When you're selling a home, you think about the amount of equity in the property and profit margin from the sale. The profit may dwindle with the costs associated with the sale of a home. Since most people use the proceeds of the sale of a home to purchase another residence, it's vital to calculate the cost of selling a home.
Instructions
1. Expect to pay 4 to 6 percent commission to the listing real estate agent. Discuss the commission with the agent and try to negotiate the fee by adjusting the services from the agent. Understand that some agents will accept a lower fee in a slow market.
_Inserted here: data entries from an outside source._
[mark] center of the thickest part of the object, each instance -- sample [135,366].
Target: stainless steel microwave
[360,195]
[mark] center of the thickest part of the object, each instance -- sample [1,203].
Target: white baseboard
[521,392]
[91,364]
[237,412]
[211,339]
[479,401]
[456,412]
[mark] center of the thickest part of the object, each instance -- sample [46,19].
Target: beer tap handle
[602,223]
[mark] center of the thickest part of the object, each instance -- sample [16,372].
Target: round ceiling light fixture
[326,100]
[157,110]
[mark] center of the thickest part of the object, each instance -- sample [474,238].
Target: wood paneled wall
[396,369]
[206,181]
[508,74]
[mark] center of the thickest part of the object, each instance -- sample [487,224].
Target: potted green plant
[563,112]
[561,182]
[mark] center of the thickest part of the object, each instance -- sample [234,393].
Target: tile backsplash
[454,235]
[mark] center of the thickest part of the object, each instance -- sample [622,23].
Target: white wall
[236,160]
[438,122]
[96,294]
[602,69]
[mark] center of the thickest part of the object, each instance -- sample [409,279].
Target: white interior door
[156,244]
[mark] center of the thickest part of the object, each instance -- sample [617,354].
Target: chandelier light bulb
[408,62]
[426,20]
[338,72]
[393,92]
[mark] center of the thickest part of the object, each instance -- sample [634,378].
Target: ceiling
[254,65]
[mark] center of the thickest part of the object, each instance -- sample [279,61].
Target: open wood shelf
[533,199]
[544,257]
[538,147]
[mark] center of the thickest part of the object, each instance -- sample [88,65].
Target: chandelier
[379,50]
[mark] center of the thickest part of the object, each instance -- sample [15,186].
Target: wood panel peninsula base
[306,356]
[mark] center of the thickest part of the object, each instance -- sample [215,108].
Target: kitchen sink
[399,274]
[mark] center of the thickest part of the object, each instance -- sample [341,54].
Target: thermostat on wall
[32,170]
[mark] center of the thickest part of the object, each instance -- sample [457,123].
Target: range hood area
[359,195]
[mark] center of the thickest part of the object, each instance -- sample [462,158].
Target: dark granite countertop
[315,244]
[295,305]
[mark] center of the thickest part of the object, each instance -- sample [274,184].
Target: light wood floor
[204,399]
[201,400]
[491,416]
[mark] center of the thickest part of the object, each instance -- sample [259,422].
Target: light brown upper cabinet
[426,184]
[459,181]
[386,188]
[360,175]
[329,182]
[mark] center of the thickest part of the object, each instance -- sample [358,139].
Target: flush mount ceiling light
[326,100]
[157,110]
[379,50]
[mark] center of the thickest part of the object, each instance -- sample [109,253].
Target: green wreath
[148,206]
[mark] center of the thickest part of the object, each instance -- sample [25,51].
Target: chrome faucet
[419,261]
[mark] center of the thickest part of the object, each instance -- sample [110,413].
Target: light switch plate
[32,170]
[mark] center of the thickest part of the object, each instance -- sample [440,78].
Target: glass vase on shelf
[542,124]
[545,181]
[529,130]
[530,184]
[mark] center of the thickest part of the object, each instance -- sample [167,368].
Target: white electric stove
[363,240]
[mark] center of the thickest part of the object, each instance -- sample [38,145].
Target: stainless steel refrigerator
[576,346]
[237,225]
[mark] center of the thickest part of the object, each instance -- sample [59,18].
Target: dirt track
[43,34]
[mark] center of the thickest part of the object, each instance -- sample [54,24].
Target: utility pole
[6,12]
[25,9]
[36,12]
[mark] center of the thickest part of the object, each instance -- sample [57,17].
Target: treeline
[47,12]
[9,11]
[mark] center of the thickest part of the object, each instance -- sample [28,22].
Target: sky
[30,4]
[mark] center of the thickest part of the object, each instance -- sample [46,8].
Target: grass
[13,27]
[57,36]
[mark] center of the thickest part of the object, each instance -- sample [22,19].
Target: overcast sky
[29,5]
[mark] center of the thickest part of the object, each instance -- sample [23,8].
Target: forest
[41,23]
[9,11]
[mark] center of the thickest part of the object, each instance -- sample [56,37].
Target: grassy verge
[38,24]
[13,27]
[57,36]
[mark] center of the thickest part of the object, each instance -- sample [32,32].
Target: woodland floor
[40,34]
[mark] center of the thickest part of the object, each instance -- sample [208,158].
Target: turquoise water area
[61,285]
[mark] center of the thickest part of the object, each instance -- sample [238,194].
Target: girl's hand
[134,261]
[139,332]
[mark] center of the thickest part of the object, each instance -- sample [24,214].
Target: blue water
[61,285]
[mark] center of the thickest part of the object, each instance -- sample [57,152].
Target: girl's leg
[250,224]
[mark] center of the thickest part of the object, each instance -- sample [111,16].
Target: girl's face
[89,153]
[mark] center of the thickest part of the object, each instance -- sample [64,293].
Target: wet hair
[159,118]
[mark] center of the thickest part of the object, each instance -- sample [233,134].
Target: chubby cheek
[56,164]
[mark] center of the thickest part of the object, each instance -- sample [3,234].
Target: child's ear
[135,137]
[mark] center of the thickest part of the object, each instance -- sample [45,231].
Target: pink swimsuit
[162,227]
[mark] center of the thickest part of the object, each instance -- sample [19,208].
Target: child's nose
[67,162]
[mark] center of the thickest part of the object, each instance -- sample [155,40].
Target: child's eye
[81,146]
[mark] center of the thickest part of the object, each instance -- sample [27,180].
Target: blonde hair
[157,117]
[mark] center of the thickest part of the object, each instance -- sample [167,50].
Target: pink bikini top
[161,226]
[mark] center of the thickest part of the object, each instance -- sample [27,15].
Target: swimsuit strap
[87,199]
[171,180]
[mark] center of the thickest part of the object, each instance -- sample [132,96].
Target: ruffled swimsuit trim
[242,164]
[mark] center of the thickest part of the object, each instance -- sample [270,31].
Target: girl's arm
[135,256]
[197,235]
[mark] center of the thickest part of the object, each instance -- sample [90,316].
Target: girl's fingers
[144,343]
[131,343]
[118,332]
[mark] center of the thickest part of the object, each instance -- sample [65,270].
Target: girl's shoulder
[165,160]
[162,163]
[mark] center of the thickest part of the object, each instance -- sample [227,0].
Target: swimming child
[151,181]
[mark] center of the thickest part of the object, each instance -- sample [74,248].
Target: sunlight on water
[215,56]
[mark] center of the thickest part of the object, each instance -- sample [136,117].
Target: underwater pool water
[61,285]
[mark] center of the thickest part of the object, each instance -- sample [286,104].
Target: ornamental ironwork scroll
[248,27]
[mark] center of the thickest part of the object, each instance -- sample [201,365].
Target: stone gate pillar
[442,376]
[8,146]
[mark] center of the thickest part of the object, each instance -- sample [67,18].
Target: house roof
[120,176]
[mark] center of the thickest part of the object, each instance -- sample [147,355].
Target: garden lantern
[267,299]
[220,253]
2. Consider transfer taxes and property taxes, as well as legal fees, that are associated with the closing. Calculate 2 to 4 percent of the final sale price. Check the state laws regarding prepaid taxes and home insurance escrow, which may result in a refund.
3. Contact the holder of the current mortgage and ask about pre-payment penalties for paying off the mortgage early (following the sale of the home). Ask the lender for a payoff statement to verify the figures. Include any service fees as a tax deduction.
4. Plan to pay for a home inspection, which is generally required by a buyer's lender. Arrange for the home inspection prior to listing the property to resolve potential problems identified.
5. Calculate the cost of pre-listing repairs to the home. Get at least three estimates for necessary work. Maintain an itemized list of expenses for tax purposes.
6. Make a list of all cosmetic improvements completed before the property is listed. Include the costs for new paint, hardware, carpet and flooring and landscaping. Consider the decreasing labor costs in the way of "sweat equity" to minimize cash outlay.
7. Look at relocation expenses as part of the cost of selling the home. Think about moving fees, storage costs, the purchase of new appliances, cosmetic updates to the new address, transfer fees and deposits for services and utilities.